Instantly, problems with that scenario came to mind. Firstly, I certainly wouldn't be driving to and from work. Secondly, as I looked around at the trees, deer in a field, the faces of the people I passed I realized that I would really miss these things along with thousands of others. I don't want to be blind. Or deaf.

Then I started to wonder, am I just selfish, spoiled? I've seen people in documentaries who say being deaf is very peaceful. I'd never thought of it that way. People who are blind who say it's wonderful because the 'see' things more deeply, differently from others. I wondered if this is true or coping? Then I thought, perhaps I just do not have the coping skills to deal with what I perceive as that kind of loss.

In Detroit I had a friend and co-worker who had AIDS. His HIV had progressed and he was often sick, missed work, did not feel well at work but somehow stayed optimistic. Not necessarily that he would not be sick anymore but about his life overall. He claimed in many ways this was the best thing to ever happen to him though he wouldn't wish it on anyone else, ever. His was much more conscious about his health, friendships meant much more to him that they ever had, his relationship with his partner (who was HIV-) meant more to him than any relationship he'd ever had. He was in a stable and healthy relationship for the first time that he could remember and yet he was physically ill much of the time. My sense of disbelief kicked in and marked his attitude up to coping skills once again.

But what if it isn't coping skills? I have no reason to doubt that these people with what I  perceive as hardships claiming to be better off now than ever are telling me the truth. Have these people really taken their situations and turned them into strengths for them?

Joni Erikson who was paralyzed early on has continued to do art and write books for years. She's on the radio and seems to be doing very well. She's not angry with her circumstances. She rejoices in who she is and who she can be. I admire that kind of strength and have to wonder if I would be like any of the people above or if I would just become bitter, depressed, angry and not enjoyable to be around in general. I'm grateful that so far I have not been put to this kind of test. I truly believe we are never presented with anything that we cannot deal with. And if I couldn't deal with it, maybe that's not a bad thing either. Understanding my shortcomings.

I appreciate strength in others. I appreciate those who hold to a higher call. I appreciate those who use their differences to lift the rest of us up and encourage us and point the way.

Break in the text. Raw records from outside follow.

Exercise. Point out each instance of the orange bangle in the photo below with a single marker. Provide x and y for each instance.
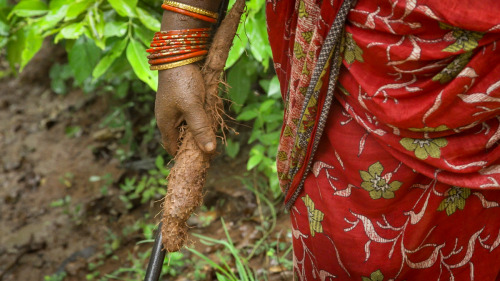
(188, 13)
(184, 31)
(168, 43)
(176, 64)
(171, 52)
(177, 58)
(159, 49)
(171, 48)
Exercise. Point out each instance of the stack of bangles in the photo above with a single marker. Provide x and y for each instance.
(176, 48)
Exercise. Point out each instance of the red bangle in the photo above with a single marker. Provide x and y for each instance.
(184, 31)
(158, 49)
(171, 48)
(172, 52)
(177, 36)
(177, 58)
(169, 43)
(188, 13)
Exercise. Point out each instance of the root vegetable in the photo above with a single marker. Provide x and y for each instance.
(188, 175)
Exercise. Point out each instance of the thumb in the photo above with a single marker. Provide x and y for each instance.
(199, 125)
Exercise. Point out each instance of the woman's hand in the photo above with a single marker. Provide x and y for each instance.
(180, 97)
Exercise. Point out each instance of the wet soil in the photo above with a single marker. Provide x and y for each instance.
(41, 164)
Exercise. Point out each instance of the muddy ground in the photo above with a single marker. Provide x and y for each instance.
(40, 165)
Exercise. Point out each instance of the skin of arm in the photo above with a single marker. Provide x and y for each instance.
(181, 91)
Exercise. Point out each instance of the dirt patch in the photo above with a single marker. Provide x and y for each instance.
(54, 219)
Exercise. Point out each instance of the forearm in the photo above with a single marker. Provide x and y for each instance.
(174, 21)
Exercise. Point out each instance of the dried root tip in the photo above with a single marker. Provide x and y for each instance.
(187, 177)
(174, 238)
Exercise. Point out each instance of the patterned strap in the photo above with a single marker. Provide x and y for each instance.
(330, 46)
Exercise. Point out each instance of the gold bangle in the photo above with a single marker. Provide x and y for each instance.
(191, 9)
(176, 64)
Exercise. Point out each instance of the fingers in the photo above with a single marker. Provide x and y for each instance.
(169, 137)
(199, 125)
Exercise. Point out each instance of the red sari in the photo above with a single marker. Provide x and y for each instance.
(403, 181)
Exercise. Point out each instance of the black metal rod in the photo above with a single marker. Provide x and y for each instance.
(156, 260)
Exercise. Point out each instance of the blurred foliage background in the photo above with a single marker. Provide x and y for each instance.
(105, 42)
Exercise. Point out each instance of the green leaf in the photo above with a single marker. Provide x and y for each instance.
(143, 34)
(254, 161)
(107, 60)
(95, 22)
(35, 40)
(258, 39)
(83, 57)
(125, 8)
(76, 8)
(15, 47)
(55, 5)
(52, 18)
(239, 83)
(265, 106)
(274, 87)
(240, 42)
(247, 115)
(115, 28)
(136, 56)
(148, 20)
(29, 8)
(232, 148)
(72, 31)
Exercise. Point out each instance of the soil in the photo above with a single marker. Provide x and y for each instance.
(41, 164)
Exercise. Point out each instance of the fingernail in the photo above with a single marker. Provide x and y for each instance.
(209, 146)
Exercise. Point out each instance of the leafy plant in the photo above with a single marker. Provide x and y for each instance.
(148, 187)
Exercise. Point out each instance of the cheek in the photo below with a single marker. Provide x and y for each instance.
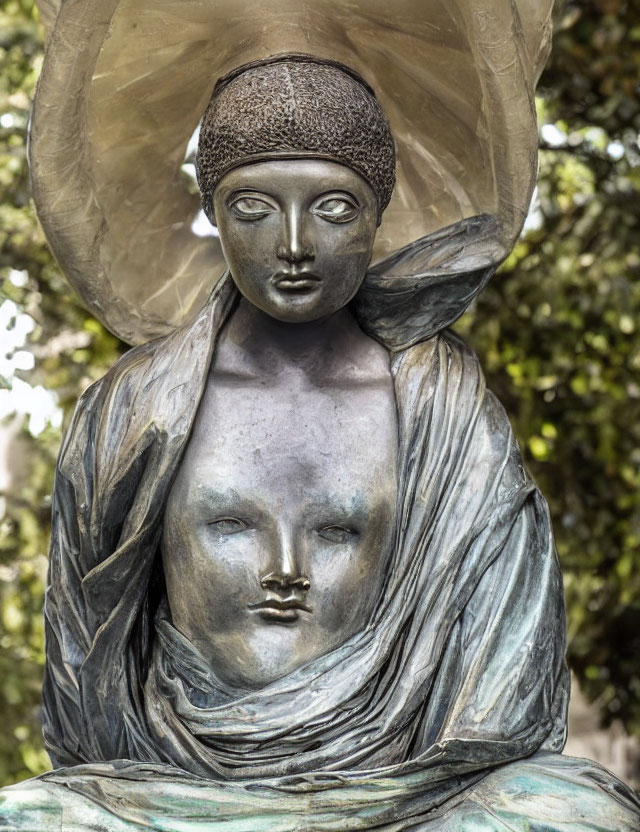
(215, 576)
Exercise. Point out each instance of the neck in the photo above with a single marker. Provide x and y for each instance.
(282, 343)
(321, 352)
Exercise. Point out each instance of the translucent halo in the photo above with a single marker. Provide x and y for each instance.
(124, 84)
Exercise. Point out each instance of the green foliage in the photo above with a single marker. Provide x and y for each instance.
(71, 350)
(558, 332)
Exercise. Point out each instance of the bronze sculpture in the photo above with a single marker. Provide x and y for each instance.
(300, 579)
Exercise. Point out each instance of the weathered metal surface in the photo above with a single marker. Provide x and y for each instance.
(125, 82)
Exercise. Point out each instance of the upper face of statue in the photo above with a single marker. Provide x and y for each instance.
(280, 519)
(297, 235)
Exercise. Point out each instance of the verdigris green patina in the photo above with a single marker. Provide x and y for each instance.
(300, 578)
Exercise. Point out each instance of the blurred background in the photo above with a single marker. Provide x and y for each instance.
(557, 331)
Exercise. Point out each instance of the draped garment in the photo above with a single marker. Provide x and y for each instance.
(461, 669)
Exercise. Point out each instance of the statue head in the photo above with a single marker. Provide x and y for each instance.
(296, 164)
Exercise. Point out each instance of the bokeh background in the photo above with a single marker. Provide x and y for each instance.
(557, 331)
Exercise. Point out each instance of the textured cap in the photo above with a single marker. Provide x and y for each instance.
(290, 106)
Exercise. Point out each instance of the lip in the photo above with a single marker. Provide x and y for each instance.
(273, 609)
(296, 281)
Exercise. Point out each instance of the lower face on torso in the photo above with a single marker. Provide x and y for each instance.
(280, 520)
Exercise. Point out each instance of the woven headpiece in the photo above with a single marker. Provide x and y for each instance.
(292, 106)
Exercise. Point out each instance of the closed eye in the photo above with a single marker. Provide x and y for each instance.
(228, 525)
(337, 534)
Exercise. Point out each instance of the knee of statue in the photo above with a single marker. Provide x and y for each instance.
(300, 578)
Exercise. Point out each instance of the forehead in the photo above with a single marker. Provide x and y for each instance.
(293, 176)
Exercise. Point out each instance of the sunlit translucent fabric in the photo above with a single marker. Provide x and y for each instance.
(460, 670)
(547, 792)
(124, 84)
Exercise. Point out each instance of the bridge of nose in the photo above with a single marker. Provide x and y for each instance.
(296, 243)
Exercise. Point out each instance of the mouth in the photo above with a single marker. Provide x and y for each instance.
(273, 609)
(296, 281)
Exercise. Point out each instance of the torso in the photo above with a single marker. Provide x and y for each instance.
(291, 447)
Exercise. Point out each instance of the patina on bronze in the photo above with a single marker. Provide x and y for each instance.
(299, 576)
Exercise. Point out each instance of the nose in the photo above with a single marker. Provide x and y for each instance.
(295, 246)
(284, 569)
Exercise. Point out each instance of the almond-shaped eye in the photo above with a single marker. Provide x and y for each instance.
(228, 525)
(336, 209)
(251, 208)
(337, 534)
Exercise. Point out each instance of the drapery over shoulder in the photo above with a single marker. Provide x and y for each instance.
(462, 666)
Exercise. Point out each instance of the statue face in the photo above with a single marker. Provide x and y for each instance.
(279, 523)
(297, 235)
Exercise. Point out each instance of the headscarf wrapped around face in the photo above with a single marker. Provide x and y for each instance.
(462, 665)
(295, 106)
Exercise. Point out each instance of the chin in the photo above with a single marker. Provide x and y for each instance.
(297, 313)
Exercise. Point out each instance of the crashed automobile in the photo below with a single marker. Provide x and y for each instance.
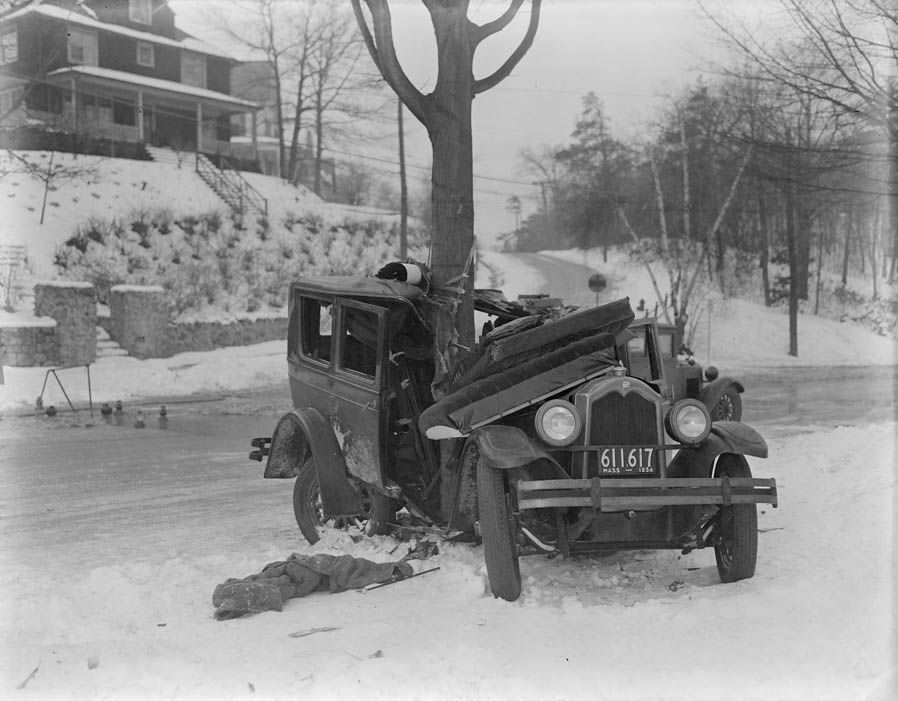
(563, 432)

At 2:18 PM , Blogger climdo said...

Hey Joe,
You are awesome. I know a little bit about your job (I think) because Mikey used to do the same thing when he first moved to SF. It is a very difficult job. Mikey would get frustrated, and he is a very patient man. I admire your kindness. You are generous in spirit and I know you are showing/teaching these kids something that others have failed to do. And they will remember it always. I hope you do not get too discouraged because you are doing the work that many others do not have the gift to do.Keep up the good work!